First, we fetch the list of all files starting with the word “events” using the find command. Then, we use the xargs command to accept the list of files from stdin, and finally, we execute the ls and wc commands over the list of files provided by xargs.

3.2. Using the for Loop Approach

Another interesting approach is to iterate on the files using the for loop:

$ for f in events*; do echo "$f"; done | wc -l
230085

This is one of the simplest techniques to solve the issue.

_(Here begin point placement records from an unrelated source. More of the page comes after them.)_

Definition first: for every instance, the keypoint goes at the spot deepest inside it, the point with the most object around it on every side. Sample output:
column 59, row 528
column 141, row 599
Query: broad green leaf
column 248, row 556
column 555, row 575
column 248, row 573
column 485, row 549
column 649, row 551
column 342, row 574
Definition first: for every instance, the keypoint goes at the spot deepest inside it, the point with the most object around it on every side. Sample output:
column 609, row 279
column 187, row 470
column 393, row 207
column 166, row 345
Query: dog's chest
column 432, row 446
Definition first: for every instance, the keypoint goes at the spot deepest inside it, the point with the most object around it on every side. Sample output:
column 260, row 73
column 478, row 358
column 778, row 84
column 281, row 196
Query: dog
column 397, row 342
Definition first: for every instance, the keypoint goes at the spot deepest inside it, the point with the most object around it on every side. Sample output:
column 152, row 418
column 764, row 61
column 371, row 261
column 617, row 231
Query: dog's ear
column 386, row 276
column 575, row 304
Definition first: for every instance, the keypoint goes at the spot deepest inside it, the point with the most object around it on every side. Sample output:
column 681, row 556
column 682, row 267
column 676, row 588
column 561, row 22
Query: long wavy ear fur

Note that this solution can be a bit slower, though.

3.3. Manual Split

We can split the files into smaller bunches and execute the commands (such as rm, cp, mv, wc, ls) repeatedly with a different set of strings as arguments each time:

$ ls -lrt events1*.log | wc -l
31154
$ ls -lrt events2*.log | wc -l 
15941

Here, we’re filtering only the file names starting with “events1“. In this particular example, we stay within the space requirements controlled by the ARG_MAX value.

Then, we do the same with those starting with “events2“, and so on.

3.4. When We Just Need to Remove the Content of a Directory

Consider a case where we are trying to get rid of all files in a directory and it fails:

 $ rm -rf *
 -bash: /usr/bin/rm: Argument list too long

To tackle this problem, we can alternatively just delete the directory and create it again:

$ rm -rf /home/shubh/tempdir/logs_archive
$ cd home/shubh/tempdir && mkdir logs_archive 

In this case, the logs_archive directory contained the files we wanted to delete.

Note that since we’re deleting the directory and creating it again, this approach won’t preserve the original permissions or ownership of the directory.

4. Conclusion

In this tutorial, we looked at multiple techniques to address the “argument list too long” issue.

First, we discussed what’s causing this error. Then, we learned various solutions that can be utilized to solve the problem both in general and in particular cases.